# Perceiver for text

In [None]:
from transformers import PerceiverTokenizer

tokenizer = PerceiverTokenizer.from_pretrained("deepmind/language-perceiver")

text = "hello world"

inputs = tokenizer(text, padding="max_length", return_tensors="pt").input_ids

In [None]:
# Perceiver model for text classification (which is called PerceiverForSequenceClassification in HuggingFace Transformers):
from torch import nn
from transformers import PerceiverModel
from transformers.models.perceiver.modeling_perceiver import PerceiverTextPreprocessor, PerceiverClassificationDecoder

class PerceiverForSequenceClassification(nn.Module):
    def __init__(self, config):
        super().__init__(config)

        self.perceiver = PerceiverModel(
            config,
            input_preprocessor=PerceiverTextPreprocessor(config),
            decoder=PerceiverClassificationDecoder(
                config,
                num_channels=config.d_latents,
                trainable_position_encoding_kwargs=dict(num_channels=config.d_latents, index_dims=1),
                use_query_residual=True,
            ),
        )

In [None]:
# At initialization, PerceiverModel internally defines a set of latent variables, as follows:

from torch import nn

self.latents = nn.Parameter(torch.randn(config.num_latents, config.d_latents))

# Perceiver for images



In [None]:
from torch import nn
from transformers import PerceiverModel
from transformers.models.perceiver.modeling_perceiver import PerceiverImagePreprocessor, PerceiverClassificationDecoder

class PerceiverForImageClassificationLearned(nn.Module):
    def __init__(self, config):
        super().__init__(config)

        self.perceiver = PerceiverModel(
            config,
            input_preprocessor=PerceiverImagePreprocessor(
                config,
                prep_type="conv1x1",
                spatial_downsample=1,
                out_channels=256,
                position_encoding_type="trainable",
                concat_or_add_pos="concat",
                project_pos_dim=256,
                trainable_position_encoding_kwargs=dict(num_channels=256, index_dims=config.image_size ** 2),
            ),
            decoder=PerceiverClassificationDecoder(
                config,
                num_channels=config.d_latents,
                trainable_position_encoding_kwargs=dict(num_channels=config.d_latents, index_dims=1),
                use_query_residual=True,
            ),
        )

In [None]:
from transformers import PerceiverFeatureExtractor
import requests
from PIL import Image

feature_extractor = PerceiverFeatureExtractor.from_pretrained("deepmind/vision-perceiver")

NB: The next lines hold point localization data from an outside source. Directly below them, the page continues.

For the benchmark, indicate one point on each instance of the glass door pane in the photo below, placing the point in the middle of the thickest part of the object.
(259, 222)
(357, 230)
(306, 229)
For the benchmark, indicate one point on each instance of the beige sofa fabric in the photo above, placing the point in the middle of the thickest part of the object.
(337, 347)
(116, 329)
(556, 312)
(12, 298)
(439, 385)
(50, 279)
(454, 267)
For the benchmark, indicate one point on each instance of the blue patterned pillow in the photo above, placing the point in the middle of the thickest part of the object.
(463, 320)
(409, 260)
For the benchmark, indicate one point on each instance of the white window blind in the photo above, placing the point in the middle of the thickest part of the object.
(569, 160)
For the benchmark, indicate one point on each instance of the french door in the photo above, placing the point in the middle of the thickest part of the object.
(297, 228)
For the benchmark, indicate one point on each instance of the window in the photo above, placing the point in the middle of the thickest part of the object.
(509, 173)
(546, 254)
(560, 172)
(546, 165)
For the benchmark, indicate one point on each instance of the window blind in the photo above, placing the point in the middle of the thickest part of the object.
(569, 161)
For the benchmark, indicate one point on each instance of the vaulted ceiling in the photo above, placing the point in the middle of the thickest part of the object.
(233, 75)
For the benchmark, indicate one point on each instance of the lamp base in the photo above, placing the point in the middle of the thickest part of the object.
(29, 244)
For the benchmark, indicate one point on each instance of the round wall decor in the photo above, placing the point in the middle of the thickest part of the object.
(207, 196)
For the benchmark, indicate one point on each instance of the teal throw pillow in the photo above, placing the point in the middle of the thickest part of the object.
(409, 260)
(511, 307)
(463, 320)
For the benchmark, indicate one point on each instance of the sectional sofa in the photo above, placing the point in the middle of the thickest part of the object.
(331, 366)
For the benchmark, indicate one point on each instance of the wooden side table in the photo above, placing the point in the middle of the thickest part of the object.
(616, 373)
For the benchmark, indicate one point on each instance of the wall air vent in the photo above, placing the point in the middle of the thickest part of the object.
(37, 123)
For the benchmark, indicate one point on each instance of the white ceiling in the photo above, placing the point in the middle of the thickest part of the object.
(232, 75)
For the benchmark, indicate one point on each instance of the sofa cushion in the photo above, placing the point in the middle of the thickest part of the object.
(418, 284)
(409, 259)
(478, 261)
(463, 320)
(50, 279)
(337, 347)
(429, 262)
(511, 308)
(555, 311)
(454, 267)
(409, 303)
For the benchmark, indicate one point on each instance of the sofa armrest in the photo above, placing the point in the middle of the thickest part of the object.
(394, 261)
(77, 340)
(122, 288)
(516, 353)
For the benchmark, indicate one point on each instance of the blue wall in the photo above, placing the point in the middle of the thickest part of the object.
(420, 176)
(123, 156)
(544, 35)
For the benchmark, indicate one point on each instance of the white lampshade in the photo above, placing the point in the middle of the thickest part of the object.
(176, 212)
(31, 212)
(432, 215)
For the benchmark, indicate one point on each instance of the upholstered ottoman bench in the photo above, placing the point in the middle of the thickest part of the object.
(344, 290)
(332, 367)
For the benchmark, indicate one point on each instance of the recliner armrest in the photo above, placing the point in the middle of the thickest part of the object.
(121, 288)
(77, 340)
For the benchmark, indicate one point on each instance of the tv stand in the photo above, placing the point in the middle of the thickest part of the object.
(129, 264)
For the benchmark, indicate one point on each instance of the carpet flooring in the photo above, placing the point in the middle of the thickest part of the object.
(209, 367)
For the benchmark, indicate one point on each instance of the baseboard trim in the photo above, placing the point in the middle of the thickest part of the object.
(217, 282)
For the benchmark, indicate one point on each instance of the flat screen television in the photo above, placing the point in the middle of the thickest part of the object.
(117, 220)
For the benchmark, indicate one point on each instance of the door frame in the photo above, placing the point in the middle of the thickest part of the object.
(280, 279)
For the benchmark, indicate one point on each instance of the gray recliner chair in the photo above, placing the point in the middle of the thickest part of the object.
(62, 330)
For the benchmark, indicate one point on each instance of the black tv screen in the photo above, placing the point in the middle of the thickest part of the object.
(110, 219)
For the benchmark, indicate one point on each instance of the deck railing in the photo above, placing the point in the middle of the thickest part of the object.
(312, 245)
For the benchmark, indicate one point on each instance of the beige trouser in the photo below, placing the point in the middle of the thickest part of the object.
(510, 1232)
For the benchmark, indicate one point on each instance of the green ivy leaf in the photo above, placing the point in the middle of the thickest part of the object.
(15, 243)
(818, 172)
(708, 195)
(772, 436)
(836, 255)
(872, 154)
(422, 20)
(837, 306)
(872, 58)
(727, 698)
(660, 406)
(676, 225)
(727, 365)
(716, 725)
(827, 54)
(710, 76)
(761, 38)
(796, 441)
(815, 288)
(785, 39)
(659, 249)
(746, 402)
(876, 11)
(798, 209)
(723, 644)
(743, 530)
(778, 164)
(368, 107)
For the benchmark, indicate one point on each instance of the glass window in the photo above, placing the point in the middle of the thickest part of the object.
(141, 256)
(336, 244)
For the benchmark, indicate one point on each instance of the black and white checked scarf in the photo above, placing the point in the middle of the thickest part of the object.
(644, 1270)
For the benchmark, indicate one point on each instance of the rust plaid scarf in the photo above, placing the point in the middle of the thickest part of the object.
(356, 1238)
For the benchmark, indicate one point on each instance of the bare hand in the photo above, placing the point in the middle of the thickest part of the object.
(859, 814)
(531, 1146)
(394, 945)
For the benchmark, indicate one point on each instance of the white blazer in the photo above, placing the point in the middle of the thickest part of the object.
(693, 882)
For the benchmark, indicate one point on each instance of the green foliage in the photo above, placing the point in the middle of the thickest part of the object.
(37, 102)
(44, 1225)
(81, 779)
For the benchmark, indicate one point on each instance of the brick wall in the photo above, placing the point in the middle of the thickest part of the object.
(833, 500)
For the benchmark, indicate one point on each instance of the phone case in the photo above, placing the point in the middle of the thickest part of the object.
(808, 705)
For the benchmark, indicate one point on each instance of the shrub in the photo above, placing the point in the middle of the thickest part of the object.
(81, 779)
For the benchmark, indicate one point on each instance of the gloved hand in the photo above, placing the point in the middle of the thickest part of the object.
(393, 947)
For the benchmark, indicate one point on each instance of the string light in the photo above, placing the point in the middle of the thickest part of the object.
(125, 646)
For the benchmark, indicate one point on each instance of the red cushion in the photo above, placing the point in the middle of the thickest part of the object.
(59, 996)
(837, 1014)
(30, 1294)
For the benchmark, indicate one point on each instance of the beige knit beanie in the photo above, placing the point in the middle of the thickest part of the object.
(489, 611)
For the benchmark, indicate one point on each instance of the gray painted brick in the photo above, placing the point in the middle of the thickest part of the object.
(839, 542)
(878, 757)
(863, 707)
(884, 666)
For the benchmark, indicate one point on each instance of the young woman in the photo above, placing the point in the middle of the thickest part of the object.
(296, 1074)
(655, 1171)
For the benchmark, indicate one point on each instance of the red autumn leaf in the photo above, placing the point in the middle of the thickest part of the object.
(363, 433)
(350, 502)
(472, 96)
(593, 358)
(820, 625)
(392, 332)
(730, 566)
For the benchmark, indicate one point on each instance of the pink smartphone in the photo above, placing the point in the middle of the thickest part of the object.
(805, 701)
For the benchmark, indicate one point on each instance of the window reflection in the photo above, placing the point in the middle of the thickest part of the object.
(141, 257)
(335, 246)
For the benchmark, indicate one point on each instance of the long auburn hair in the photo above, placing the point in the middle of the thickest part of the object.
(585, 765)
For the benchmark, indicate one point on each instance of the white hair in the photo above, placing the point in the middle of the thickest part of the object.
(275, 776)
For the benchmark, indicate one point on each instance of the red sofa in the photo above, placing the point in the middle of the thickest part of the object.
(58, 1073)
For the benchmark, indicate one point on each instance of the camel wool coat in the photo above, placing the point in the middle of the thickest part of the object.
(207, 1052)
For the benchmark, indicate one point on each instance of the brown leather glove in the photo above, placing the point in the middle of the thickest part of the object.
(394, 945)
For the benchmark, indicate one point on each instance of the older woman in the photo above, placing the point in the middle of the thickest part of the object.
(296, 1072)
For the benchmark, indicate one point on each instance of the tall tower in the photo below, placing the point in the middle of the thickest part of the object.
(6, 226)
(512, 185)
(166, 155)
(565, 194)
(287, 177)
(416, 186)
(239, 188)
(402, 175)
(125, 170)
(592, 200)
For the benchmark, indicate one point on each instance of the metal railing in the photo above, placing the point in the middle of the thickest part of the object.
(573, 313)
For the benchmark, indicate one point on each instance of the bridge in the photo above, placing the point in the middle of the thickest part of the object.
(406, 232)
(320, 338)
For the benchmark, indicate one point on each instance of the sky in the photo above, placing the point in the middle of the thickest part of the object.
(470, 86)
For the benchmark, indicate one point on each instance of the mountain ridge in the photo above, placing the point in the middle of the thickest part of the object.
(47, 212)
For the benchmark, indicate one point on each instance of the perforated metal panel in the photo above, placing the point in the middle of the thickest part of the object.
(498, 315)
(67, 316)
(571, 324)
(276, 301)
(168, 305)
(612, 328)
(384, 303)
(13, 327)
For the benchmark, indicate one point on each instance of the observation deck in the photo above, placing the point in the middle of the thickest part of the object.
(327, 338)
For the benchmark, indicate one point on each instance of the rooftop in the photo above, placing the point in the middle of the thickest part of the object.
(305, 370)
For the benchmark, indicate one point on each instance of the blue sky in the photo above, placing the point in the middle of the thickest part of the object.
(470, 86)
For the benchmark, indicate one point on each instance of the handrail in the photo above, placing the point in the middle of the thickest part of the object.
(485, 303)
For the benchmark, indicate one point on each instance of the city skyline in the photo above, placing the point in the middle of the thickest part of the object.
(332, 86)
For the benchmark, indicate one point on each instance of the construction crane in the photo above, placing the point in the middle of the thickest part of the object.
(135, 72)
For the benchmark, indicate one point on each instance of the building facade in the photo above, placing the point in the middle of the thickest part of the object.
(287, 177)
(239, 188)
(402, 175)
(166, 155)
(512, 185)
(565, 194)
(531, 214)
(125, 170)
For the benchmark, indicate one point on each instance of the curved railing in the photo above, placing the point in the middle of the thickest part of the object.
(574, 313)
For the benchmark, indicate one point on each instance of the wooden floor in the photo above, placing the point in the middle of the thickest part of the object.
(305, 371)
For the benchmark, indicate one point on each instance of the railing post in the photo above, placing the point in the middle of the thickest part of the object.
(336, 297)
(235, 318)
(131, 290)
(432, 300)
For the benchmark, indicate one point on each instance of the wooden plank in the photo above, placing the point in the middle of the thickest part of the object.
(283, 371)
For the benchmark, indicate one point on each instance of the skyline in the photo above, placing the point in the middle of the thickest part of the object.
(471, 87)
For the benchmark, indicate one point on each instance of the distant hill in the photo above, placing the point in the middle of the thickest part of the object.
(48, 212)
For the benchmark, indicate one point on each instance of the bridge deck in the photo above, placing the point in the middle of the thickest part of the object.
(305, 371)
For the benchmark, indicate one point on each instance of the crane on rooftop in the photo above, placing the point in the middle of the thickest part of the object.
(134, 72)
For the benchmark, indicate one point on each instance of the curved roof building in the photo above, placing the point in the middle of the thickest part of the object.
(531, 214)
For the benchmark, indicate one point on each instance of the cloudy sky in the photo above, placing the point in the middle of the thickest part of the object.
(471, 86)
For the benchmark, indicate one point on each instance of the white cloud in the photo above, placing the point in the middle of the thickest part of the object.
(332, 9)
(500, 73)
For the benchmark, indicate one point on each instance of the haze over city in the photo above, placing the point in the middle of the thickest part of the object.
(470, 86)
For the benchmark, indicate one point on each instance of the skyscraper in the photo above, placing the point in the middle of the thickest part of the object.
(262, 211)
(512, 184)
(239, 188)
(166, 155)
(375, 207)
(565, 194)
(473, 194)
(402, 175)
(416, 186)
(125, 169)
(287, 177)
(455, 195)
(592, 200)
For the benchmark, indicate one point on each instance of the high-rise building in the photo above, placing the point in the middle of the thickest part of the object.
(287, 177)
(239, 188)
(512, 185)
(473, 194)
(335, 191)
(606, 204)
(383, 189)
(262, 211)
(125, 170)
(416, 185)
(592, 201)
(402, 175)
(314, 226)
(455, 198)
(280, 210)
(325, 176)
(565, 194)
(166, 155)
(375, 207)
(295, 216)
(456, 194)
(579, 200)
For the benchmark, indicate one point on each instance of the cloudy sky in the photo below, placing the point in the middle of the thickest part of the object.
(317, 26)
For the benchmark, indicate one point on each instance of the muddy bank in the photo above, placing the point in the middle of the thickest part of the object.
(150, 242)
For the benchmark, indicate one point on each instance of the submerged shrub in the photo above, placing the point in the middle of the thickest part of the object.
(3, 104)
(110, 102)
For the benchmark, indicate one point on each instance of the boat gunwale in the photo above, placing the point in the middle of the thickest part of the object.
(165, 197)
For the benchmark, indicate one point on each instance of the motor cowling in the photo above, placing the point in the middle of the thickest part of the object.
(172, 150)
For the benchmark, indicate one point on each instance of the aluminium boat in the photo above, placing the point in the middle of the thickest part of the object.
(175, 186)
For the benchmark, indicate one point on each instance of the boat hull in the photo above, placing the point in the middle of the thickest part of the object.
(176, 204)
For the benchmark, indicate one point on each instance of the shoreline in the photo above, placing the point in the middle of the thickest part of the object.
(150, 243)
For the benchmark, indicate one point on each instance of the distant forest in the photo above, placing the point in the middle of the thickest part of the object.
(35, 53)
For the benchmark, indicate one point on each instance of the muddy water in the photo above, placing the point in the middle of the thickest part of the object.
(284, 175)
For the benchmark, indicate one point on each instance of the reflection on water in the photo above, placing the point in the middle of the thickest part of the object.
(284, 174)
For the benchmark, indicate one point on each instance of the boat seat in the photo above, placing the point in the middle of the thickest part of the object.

url = 'http://images.cocodataset.org/val2017/000000039769.jpg'
image = Image.open(requests.get(url, stream=True).raw)

inputs = feature_extractor(image, return_tensors="pt").pixel_values

# Perceiver for optical flow

In [None]:
from torch import nn
from transformers import PerceiverModel
from transformers.models.perceiver.modeling_perceiver import PerceiverImagePreprocessor, PerceiverOpticalFlowDecoder

class PerceiverForOpticalFlow(nn.Module):
    def __init__(self, config):
        super().__init__(config)

        fourier_position_encoding_kwargs_preprocessor = dict(
            num_bands=64,
            max_resolution=config.train_size,
            sine_only=False,
            concat_pos=True,
        )
        fourier_position_encoding_kwargs_decoder = dict(
            concat_pos=True, max_resolution=config.train_size, num_bands=64, sine_only=False
        )
        
        image_preprocessor = PerceiverImagePreprocessor(
            config,
            prep_type="patches",
            spatial_downsample=1,
            conv_after_patching=True,
            conv_after_patching_in_channels=54,
            temporal_downsample=2,
            position_encoding_type="fourier",
            # position_encoding_kwargs
            fourier_position_encoding_kwargs=fourier_position_encoding_kwargs_preprocessor,
        )
        
        self.perceiver = PerceiverModel(
            config,
            input_preprocessor=image_preprocessor,
            decoder=PerceiverOpticalFlowDecoder(
                config,
                num_channels=image_preprocessor.num_channels,
                output_image_shape=config.train_size,
                rescale_factor=100.0,
                use_query_residual=False,
                output_num_channels=2,
                position_encoding_type="fourier",
                fourier_position_encoding_kwargs=fourier_position_encoding_kwargs_decoder,
            ),
        )